Vivemos em uma época em que existe uma pressão para oferecer experiências cada vez mais interessantes para os filhos. Programas diferentes, brinquedos educativos, atividades estimulantes, passeios especiais, cursos, viagens, conteúdos. Existe uma sensação de que estamos sempre tentando proporcionar algo maior, mais rico, mais memorável.
Mas quando observamos as crianças com calma, percebemos algo curioso. O que muitas vezes mais desperta o interesse delas não é o extraordinário. É o cotidiano.
A criança quer ajudar a mexer o bolo mesmo que derrame farinha pela cozinha inteira. Quer empurrar o carrinho no supermercado mesmo que demore mais. Quer apertar o botão da máquina de lavar como se fosse uma grande responsabilidade. Quer carregar uma sacola leve e sentir que está contribuindo. Quer estar perto enquanto você arruma a casa, organiza a mesa ou prepara o jantar.
Esses pequenos momentos, que para nós adultos parecem apenas parte da rotina, para uma criança têm um valor muito maior.

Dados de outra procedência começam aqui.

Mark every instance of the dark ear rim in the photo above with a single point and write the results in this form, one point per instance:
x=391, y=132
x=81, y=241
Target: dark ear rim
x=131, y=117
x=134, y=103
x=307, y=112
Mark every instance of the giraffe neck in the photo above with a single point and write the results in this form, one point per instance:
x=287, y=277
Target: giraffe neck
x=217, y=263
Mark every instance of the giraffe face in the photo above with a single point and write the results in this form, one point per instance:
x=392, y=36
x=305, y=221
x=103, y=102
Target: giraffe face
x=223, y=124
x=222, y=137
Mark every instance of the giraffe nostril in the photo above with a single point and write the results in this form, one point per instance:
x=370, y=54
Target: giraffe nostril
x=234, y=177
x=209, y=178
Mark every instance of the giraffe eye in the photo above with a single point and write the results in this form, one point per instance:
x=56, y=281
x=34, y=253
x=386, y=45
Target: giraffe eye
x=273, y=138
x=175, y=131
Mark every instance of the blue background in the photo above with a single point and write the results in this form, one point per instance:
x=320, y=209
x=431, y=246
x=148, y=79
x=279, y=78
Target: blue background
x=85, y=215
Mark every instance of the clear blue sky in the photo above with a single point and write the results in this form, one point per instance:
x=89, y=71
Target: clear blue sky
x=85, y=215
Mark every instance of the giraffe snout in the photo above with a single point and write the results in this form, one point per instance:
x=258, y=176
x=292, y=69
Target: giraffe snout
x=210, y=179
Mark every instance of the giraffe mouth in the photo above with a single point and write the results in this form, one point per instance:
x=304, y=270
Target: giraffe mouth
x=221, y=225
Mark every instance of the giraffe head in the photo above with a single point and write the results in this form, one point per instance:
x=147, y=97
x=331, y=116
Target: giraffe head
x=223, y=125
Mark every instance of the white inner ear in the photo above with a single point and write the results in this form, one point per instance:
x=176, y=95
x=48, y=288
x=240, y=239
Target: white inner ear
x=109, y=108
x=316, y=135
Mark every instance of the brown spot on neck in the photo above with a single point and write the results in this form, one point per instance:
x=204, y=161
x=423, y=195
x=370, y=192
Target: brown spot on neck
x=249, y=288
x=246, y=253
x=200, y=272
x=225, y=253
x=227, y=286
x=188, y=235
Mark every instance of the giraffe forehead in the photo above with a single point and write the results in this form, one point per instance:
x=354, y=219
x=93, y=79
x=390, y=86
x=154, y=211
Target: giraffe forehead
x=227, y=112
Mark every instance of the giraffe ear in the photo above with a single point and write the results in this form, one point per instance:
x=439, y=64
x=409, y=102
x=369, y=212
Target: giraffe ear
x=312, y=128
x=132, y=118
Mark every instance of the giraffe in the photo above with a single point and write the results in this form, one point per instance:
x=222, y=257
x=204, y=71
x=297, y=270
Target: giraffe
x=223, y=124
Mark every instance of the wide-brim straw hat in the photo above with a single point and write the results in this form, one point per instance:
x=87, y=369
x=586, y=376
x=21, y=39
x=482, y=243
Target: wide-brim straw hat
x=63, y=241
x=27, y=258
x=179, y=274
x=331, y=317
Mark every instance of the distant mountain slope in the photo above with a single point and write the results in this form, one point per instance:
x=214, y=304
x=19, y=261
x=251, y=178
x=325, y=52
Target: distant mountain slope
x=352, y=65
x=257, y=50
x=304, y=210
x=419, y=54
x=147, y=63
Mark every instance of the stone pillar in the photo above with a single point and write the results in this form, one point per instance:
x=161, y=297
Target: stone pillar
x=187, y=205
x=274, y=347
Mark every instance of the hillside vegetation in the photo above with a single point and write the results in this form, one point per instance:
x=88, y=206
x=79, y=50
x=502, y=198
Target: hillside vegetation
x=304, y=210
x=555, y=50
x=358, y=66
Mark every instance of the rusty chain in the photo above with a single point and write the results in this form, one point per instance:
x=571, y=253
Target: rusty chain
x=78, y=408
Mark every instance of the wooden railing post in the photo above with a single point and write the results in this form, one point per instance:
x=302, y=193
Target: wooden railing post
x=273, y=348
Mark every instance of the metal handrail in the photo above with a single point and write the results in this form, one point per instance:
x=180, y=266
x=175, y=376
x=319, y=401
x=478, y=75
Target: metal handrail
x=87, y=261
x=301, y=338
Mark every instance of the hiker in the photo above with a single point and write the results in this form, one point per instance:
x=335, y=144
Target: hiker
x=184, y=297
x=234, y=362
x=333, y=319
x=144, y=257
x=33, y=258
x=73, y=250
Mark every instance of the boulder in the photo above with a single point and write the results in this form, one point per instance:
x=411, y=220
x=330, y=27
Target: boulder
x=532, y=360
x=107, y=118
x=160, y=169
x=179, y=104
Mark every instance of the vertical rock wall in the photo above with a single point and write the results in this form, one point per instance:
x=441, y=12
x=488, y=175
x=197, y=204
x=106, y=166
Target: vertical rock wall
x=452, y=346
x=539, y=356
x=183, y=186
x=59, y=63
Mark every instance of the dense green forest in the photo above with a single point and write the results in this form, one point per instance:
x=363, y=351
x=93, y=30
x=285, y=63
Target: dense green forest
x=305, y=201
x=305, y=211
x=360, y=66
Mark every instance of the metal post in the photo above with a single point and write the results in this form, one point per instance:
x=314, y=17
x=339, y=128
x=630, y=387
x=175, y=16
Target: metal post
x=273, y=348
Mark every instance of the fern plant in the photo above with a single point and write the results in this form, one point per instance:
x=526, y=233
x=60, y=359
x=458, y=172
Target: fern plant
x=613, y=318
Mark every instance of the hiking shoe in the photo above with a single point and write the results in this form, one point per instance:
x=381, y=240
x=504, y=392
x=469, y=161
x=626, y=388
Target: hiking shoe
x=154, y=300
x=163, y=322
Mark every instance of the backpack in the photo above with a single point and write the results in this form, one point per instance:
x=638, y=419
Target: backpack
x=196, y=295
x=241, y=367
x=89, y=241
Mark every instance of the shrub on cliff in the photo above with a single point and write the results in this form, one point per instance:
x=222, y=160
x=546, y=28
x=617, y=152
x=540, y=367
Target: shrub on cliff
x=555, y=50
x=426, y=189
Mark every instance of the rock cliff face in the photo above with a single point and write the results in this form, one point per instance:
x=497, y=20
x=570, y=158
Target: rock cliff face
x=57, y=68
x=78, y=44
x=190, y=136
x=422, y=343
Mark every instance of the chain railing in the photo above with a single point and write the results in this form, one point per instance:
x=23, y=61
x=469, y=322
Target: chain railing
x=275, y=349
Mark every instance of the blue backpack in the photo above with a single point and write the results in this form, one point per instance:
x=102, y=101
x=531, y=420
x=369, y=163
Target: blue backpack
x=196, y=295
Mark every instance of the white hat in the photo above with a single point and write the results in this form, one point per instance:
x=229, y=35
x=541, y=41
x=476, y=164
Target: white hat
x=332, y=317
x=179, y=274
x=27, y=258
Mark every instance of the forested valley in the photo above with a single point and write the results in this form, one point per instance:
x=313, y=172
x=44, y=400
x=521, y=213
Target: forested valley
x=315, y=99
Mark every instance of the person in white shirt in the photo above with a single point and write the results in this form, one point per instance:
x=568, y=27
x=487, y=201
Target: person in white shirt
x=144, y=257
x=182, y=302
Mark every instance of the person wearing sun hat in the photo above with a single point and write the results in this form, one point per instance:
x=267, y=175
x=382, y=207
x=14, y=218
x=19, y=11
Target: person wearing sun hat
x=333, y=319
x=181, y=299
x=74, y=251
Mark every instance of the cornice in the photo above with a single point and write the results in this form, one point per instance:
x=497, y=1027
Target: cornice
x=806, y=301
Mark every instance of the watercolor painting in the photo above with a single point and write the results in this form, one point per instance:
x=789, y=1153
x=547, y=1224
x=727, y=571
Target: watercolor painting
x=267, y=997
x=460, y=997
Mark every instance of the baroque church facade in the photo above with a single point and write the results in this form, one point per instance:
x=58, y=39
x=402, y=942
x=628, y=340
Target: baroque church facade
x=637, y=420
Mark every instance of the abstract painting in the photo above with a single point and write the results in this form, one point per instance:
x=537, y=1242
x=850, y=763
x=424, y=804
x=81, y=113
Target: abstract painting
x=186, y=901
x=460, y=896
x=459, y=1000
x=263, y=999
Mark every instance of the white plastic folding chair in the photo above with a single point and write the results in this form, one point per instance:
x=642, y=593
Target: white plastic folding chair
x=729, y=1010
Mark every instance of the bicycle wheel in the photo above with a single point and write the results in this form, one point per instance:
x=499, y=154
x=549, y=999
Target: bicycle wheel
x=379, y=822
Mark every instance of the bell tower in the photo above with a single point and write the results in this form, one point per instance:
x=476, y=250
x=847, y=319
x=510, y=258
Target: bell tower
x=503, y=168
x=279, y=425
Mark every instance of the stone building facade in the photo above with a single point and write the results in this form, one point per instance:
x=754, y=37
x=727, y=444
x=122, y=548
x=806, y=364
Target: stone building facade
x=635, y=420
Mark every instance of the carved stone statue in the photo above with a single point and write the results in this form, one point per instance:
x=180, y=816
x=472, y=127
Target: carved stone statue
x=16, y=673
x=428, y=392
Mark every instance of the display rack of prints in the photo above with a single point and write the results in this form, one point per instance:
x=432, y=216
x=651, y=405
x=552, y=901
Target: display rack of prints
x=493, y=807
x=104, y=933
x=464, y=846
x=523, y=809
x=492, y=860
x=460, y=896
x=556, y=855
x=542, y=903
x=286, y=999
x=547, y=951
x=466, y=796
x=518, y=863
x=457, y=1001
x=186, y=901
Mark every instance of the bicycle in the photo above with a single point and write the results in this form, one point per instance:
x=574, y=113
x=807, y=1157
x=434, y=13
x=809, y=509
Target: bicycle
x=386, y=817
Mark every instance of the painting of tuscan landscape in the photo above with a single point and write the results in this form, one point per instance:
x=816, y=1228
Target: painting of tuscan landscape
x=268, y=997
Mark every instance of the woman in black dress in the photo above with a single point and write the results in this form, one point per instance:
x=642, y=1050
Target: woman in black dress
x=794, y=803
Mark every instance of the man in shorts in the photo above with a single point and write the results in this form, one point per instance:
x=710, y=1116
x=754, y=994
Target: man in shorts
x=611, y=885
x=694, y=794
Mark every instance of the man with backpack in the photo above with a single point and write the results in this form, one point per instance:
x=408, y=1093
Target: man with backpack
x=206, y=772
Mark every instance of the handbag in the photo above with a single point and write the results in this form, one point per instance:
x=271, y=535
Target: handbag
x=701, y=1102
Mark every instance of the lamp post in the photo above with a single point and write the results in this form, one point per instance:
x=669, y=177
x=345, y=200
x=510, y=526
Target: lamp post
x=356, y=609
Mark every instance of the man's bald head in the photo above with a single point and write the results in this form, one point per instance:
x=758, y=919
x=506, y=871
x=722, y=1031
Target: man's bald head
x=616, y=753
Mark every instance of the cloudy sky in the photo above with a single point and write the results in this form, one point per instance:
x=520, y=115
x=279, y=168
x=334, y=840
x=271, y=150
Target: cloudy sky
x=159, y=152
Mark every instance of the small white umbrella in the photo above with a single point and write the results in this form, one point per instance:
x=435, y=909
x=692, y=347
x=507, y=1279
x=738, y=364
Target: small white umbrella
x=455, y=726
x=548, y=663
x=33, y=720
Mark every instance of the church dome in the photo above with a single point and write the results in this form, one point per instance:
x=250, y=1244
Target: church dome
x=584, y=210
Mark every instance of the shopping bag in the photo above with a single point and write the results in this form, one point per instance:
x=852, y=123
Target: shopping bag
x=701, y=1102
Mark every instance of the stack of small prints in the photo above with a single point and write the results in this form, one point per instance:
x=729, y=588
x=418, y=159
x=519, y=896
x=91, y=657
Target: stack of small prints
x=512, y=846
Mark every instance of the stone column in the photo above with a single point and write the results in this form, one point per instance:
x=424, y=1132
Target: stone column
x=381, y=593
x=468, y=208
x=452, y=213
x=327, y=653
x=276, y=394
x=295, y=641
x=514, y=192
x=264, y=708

Porque ali ela não está sendo entretida, ela está participando.
E participar da vida da família constrói algo muito importante dentro da criança: a sensação de pertencimento.
Quando uma criança percebe que tem um lugar real dentro da dinâmica da casa, que ela pode ajudar, que ela pode contribuir, que a presença dela importa, algo começa a se organizar dentro dela de forma muito natural. Não é automático, mas é um caminho que ela começa a trilhar. Ela aprende a cooperar, aprende a esperar, aprende a observar como as coisas funcionam, e pouco a pouco começa a entender que viver em família também significa participar da vida uns dos outros.
Talvez por isso muitas das memórias mais marcantes da infância não estejam ligadas a grandes eventos, mas a pequenos rituais que se repetem ao longo do tempo. O cheiro do bolo, a ida ao supermercado no fim da tarde, a conversa no carro voltando da escola, o momento de organizar a casa juntos. Aparentemente coisas muito simples, mas que constroem algo profundo.
A verdade é que aquilo que mais fortalece o coração de uma criança não é uma vida cheia de entretenimento, mas uma vida em que ela sente que pertence. E esse sentimento de pertencimento, muitas vezes, nasce exatamente nos momentos mais comuns da rotina.
Beatriz Samaia.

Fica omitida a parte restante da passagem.